Evidence in criminal cases-Insanity-To be established on the balance of probabilities.

The appellant was convicted of the premeditated murder of a young girl at Nicosia on the 6th March, 1963, under-sections 203 and 204 of the Criminal Code, Cap. 155 as amended by Law No. 3 of 1962. He was sentenced to death. It was found that in the morning of the 6th March the appellant had formed the intention to kill the girl if she refused to become his wife. One or two hours later on the appellant approached the girl and requested her to be allowed to speak to her, when, upon receiving no reply, he stabbed her, to death. The trial Court found also that the appellant would not have killed the girl had she spoken to him. It was contended by counsel on behalf of the appellant that the appellant’s conduct did not establish “premeditation within the meaning of section 204 of the Criminal Code but rather conditional premeditation. Counsel for the appellant relying on Rex v. Halil Shaban (1908) 8 C.L.R. 82 contended that in the present case the appellant did not form the intention to kill until after the girl had refused to speak to him on the morning in question her refusal so provoked him that he had no time to reflect after being provoked before he commenced to strike her with the knife. And that therefore, there is no premeditation within the case just quoted.
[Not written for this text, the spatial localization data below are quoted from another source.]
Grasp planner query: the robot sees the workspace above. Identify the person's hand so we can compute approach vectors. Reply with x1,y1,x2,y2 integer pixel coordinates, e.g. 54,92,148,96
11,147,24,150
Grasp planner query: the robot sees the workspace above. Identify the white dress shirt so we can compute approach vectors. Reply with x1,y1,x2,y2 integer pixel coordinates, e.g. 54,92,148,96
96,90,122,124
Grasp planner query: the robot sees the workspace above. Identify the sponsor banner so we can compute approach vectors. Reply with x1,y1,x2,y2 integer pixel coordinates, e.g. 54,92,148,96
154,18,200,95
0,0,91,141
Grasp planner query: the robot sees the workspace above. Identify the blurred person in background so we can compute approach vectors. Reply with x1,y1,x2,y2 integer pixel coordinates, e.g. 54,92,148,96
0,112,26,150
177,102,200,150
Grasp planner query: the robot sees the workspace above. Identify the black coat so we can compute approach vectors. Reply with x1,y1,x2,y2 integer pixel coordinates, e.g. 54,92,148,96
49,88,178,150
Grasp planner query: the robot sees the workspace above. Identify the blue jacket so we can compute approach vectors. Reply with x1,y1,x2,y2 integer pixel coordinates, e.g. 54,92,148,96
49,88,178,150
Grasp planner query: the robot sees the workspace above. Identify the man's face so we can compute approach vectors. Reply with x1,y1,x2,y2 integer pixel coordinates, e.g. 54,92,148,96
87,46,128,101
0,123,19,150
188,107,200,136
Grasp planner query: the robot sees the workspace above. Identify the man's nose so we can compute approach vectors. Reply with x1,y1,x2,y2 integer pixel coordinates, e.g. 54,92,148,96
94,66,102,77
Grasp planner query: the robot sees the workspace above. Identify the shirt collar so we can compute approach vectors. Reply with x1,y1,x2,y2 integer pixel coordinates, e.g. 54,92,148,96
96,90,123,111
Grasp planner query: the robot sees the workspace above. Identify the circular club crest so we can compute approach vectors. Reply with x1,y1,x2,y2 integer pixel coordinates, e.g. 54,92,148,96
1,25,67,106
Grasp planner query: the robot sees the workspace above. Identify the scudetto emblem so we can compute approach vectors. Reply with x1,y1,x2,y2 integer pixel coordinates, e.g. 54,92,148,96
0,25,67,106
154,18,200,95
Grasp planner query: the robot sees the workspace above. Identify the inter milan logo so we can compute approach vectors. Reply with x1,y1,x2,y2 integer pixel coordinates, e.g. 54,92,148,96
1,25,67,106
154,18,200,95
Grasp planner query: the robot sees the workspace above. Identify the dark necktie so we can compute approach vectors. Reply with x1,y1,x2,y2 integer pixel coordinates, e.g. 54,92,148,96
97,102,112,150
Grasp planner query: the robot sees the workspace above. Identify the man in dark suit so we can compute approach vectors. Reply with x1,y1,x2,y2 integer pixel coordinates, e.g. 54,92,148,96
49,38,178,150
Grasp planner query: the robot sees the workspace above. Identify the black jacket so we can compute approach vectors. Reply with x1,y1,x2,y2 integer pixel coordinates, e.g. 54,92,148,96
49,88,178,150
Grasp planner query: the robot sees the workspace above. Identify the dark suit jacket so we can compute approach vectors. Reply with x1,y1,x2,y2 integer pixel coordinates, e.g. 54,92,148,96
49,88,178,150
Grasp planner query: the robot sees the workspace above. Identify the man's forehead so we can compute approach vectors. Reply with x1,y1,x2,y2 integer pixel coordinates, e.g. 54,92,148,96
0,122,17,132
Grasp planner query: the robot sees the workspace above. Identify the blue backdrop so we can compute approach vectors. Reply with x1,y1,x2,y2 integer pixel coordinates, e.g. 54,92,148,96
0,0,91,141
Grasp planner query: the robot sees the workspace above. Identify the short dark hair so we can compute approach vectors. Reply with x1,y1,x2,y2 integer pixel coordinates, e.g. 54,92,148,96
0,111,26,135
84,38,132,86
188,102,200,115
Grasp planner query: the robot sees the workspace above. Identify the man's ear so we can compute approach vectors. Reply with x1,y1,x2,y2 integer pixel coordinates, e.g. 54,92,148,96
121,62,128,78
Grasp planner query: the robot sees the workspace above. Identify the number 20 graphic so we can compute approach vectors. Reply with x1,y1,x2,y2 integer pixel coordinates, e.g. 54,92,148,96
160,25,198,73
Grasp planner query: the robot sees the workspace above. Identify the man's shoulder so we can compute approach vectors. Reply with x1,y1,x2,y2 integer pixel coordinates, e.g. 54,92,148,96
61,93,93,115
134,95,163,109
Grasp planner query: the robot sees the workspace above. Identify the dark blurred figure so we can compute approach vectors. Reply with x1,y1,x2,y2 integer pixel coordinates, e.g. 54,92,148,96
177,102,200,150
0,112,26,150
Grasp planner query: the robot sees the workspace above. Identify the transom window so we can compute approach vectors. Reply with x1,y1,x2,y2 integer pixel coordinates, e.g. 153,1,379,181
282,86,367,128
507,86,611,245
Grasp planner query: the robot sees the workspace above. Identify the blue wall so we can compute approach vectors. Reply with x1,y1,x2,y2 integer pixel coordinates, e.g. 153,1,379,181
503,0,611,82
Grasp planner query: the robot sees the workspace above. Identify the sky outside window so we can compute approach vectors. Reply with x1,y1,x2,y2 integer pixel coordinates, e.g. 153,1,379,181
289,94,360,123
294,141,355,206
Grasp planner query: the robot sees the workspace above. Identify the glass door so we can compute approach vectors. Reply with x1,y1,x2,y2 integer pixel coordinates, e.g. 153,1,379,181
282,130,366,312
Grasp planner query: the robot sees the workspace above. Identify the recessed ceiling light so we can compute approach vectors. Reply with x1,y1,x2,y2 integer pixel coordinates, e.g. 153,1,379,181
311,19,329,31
Counsel for the appellant further contended that on the evidence the trial Court ought to have held that the defence of insanity had been established. [*88]

Held: As to the question, of insanity: On the evidence given at the trial and on the reasonable balance of probabilities the defence of insanity was not established. It is of course not normal conduct for one person to kill another but to say that, without more, such conduct establishes insanity is not justified in law.

(2) As to the premeditation:

(a) It is abundantly clear that the appellant did’ plan to kill the girl if she refused to become his wife well before the killing and not, in point of time, at the moment the girl refused to speak to him.

Rex v. Halil Shaban (1908) 8 C.L.R. 82, distinguished.

(b) The fact accepted by the trial Court that the appellant would not have killed the girl had she spoken to him can make no difference because his intention to-kill her, if she refused him, was the result of deliberate decision on his part which continued down to the time of the killing. Therefore the requirements of the statute as to premeditation have been met.

Mustafa Halil v. The Republic (1962) C.L.R. 18, applied.

Appeal dismissed.

Cases referred to:

Rex v. Halil Shaban (1908) 8 C.L.R. 82, distinguished.

Mustafa Halil v. The Republic 1962 C.L.R. 18, applied.

Appeal against conviction.

The appellant was convicted on the 10th June, 1963, at the Assize Court of Nicosia (Cr. Case No. 4040/63) on one count of the offence of premeditated murder contrary to s. 203 of the Criminal Code Cap. 154 as amended by s. 5 of Law 3 of 1962 and was sentenced by Stavrinides P.D.C., Haji Anastassiou and Demetriades D.JJ., to death.

Cur. adv. vult.

L. Clerides with G. Platritis and C. Adamides for the appellant.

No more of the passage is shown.